After all, it’s not hard to come up with reasons to boycott China:
- Eugenic laws, forced/sex-selective abortion, and female infanticide due to the one-child-per-family policy
- Oppression of non-state religious groups (e.g. Falun Gong, Catholicism)
- Criminalization/imprisonment of journalists/activists, lack of press freedom, and censorship (online and off)
- Disproportionate use of the death penalty (~10,000 executions per year, exact number uncertain) and organ harvesting from prisoners
- Dangerous and troubling pollution (400,000 Chinese deaths annually)
- Sweatshop labor in the manufacture of cheap, defective, and unsafe products
- Rampant violence in Tibet [warning: graphic photos, nsfw]
- Major supporter of Sudanese government/militias in Darfur through oil as well as arms and military aircraft
- Sole supporter of the Myanmar regime in Burma
It is unfortunate that the calls for Chinese boycotts, whether for human rights violations or unsafe product recalls, are predominantly split bipartisan. Many people refuse to buy products marked “Made in China” because of xenophobia and McCarthyism fears of Communism, while some who protest for human rights take radical, alienating routes. China should not be boycott because it is Communist, but because it is corrupt and restrictive. All similar regimes should be boycott, as well.
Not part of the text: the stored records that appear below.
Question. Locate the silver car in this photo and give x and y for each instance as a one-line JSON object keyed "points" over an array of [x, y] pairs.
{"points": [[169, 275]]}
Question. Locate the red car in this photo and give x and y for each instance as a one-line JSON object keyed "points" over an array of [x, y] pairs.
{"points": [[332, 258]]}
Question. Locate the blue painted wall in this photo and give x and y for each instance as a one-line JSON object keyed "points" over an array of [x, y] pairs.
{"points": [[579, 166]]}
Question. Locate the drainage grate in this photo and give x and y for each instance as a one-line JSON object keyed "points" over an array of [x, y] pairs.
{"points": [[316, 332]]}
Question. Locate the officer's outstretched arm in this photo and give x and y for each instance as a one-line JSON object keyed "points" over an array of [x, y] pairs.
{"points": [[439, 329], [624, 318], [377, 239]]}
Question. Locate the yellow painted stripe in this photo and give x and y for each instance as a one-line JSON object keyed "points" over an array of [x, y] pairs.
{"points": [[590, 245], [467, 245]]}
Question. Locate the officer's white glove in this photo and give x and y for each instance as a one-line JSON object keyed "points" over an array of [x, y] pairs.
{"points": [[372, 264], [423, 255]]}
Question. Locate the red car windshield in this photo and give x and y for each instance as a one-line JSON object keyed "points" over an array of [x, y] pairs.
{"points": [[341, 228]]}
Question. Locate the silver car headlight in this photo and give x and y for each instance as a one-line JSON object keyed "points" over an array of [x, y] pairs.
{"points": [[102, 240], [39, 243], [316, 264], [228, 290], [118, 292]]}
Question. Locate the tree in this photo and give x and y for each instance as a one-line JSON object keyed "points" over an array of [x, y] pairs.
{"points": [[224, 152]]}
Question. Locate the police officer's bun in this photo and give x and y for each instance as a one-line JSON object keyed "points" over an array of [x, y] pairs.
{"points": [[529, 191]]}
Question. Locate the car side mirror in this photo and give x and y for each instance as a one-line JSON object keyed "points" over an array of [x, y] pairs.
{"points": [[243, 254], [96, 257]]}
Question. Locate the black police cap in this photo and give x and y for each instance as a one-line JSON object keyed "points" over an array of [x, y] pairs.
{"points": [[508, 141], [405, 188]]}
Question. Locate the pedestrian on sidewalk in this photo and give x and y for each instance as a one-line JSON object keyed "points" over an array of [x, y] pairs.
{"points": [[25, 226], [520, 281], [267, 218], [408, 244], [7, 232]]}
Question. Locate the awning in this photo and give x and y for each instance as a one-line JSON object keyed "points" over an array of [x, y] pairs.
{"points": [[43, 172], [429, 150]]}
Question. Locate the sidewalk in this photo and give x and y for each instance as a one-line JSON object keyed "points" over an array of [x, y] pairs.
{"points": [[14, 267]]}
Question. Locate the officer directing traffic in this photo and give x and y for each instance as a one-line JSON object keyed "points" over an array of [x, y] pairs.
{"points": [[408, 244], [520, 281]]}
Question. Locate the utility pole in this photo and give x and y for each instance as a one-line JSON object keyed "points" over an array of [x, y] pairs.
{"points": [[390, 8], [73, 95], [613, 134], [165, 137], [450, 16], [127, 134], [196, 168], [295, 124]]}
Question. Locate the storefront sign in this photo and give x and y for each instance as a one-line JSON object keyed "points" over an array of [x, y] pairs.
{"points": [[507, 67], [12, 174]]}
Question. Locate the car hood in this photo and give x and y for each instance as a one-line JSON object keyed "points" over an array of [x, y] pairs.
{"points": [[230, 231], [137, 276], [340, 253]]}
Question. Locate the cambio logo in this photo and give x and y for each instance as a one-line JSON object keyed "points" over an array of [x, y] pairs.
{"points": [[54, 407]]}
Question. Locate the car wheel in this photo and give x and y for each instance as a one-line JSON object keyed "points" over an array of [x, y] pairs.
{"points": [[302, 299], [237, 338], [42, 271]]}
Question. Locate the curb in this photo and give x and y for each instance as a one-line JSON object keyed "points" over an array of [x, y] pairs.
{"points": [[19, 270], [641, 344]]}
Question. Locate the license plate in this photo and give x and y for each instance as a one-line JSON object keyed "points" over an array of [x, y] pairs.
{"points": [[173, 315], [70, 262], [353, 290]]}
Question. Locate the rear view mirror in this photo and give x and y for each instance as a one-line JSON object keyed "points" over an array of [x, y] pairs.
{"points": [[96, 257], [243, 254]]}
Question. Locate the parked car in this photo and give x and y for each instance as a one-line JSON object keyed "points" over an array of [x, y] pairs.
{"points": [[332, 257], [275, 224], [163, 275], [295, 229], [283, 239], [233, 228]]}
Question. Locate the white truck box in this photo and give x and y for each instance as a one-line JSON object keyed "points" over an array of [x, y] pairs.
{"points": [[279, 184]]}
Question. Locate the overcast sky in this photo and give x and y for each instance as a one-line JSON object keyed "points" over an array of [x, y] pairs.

It should be sufficient enough to boycott over the issue of Sudan alone. They have been listed in the US as a state sponsor of terrorism since 1997, but has become almost entirely ignored. Africa is out of sight and out of mind, despite that the Sudanese government is a similar strand of anti-Western Islamic extremism as Osama bin Laden (with rumored ties). There is even oil in Sudan, which generated a revenue of $397.78 million during February 2008, but the US couldn’t care less. It is simply Africa: another lost cause.